Re: [PATCH] Avoid useless inodes and dentries reclamation

Tim Chen <tim.c.chen@xxxxxxxxxxxxxxx> · Thu, 29 Aug 2013 11:07:56 -0700

> > Signed-off-by: Tim Chen <tim.c.chen@xxxxxxxxxxxxxxx>
> > ---
> >  fs/super.c | 8 ++++++++
> >  1 file changed, 8 insertions(+)
> > 
> > diff --git a/fs/super.c b/fs/super.c
> > index 68307c0..70fa26c 100644
> > --- a/fs/super.c
> > +++ b/fs/super.c
> > @@ -53,6 +53,7 @@ static char *sb_writers_name[SB_FREEZE_LEVELS] = {
> >   * shrinker path and that leads to deadlock on the shrinker_rwsem. Hence we
> >   * take a passive reference to the superblock to avoid this from occurring.
> >   */
> > +#define SB_CACHE_LOW 5
> >  static int prune_super(struct shrinker *shrink, struct shrink_control *sc)
> >  {
> >  	struct super_block *sb;
> > @@ -68,6 +69,13 @@ static int prune_super(struct shrinker *shrink, struct shrink_control *sc)
> >  	if (sc->nr_to_scan && !(sc->gfp_mask & __GFP_FS))
> >  		return -1;
> >  
> > +	/*
> > +	 * Don't prune if we have few cached objects to reclaim to
> > +	 * avoid useless sb_lock contention
> > +	 */
> > +	if ((sb->s_nr_dentry_unused + sb->s_nr_inodes_unused) <= SB_CACHE_LOW)
> > +		return -1;
> 
> Those counters no longer exist in the current mmotm tree and the
> shrinker infrastructure is somewhat different, so this patch isn't
> the right way to solve this problem.

These changes in mmotm tree do complicate solutions for this
scalability issue.

> 
> Given that superblock LRUs and shrinkers in mmotm are node aware,
> there may even be more pressure on the sblock in such a workload.  I
> think the right way to deal with this is to give the shrinker itself
> a "minimum call count" so that we can avoid even attempting to
> shrink caches that does have enough entries in them to be worthwhile
> shrinking.

By "minimum call count", do you mean tracking the number of free
entries per node in the shrinker, and invoking shrinker 
only when the number of free entries
exceed "minimum call count"?  There is some cost in
list_lru_count_node to get the free entries, as we need
to acquire the node's lru lock.  Alternatively, we can
set a special flag/node by list_add or list_del when count goes
above/below a threshold and invoke shrinker based on this flag.
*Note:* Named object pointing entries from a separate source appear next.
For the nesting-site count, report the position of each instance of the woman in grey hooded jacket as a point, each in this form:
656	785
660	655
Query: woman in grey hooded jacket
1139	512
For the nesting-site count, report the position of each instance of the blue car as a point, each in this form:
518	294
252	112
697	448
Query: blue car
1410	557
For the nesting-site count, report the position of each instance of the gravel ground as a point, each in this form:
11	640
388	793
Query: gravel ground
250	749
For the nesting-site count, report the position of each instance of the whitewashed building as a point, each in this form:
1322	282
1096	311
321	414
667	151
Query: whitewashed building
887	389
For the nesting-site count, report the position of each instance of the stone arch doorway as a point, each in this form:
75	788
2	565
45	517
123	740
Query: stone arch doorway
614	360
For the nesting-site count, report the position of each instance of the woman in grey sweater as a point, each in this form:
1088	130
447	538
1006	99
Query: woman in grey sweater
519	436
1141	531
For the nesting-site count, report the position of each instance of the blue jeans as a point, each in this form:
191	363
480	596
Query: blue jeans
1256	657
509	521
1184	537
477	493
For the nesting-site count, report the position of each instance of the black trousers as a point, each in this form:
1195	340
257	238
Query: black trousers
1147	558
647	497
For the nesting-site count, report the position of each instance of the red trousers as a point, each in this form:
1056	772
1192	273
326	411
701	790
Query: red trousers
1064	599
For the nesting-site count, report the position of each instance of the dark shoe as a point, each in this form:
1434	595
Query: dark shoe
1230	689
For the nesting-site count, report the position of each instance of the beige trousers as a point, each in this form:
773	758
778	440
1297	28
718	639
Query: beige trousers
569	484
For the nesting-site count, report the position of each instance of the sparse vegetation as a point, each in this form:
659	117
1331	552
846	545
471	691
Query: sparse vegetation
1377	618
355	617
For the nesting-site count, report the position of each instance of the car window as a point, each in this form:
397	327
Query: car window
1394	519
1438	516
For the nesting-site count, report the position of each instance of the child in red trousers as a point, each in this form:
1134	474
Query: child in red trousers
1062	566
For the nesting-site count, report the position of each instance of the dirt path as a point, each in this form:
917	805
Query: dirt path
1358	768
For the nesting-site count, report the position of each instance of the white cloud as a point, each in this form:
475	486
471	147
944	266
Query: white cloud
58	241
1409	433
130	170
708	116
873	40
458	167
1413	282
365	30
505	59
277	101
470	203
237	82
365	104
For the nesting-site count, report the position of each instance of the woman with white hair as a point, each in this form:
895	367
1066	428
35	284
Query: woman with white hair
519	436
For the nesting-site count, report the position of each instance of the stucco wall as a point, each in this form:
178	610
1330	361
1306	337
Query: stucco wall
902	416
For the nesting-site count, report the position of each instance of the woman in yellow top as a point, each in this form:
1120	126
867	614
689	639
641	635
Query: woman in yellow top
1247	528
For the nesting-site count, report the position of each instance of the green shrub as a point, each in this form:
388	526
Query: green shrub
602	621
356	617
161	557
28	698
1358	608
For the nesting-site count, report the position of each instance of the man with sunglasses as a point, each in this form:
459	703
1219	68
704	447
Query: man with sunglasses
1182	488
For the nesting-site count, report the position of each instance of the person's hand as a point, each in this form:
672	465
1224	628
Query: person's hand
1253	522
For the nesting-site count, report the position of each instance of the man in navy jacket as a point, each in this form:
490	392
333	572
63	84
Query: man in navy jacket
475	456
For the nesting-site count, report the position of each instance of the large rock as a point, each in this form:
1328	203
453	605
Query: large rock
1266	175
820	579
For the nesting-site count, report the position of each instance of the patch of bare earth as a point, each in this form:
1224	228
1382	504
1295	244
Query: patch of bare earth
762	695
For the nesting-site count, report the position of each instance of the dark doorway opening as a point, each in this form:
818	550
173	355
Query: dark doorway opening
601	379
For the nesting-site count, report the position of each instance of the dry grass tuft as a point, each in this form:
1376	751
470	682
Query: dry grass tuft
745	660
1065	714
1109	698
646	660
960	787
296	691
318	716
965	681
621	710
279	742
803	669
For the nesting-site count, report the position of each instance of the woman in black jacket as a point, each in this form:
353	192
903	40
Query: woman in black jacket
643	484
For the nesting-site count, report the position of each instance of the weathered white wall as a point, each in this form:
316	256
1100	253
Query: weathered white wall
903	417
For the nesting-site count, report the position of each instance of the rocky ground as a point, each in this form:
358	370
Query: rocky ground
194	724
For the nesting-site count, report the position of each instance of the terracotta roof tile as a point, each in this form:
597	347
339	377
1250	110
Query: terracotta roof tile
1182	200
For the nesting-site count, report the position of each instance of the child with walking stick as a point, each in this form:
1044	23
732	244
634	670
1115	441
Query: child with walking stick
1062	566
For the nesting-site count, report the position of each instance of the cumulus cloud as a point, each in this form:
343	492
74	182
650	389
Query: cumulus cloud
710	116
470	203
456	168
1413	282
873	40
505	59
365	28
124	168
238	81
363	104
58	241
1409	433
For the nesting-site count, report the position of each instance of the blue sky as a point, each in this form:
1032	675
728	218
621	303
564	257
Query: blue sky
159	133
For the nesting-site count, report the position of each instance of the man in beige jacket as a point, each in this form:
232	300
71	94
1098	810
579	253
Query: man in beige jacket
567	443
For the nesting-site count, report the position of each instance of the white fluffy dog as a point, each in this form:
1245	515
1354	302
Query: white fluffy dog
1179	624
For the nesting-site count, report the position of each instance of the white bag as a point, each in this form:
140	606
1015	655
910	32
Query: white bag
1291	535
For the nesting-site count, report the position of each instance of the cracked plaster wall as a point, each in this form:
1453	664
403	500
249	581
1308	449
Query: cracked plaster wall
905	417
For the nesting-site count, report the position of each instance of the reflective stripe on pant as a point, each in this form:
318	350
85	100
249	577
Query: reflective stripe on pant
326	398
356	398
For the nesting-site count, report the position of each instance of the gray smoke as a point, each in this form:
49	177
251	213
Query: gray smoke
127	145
Or do you mean that if we do not reap any memory in a shrink
operation, we do a certain number of backoffs of shrink operation
till the "minimum call count" is reached?

> 
> That said, the memcg guys have been saying that even small numbers
> of items per cache can be meaningful in terms of memory reclaim
> (e.g. when there are lots of memcgs) then such a threshold might
> only be appropriate for caches that are not memcg controlled. 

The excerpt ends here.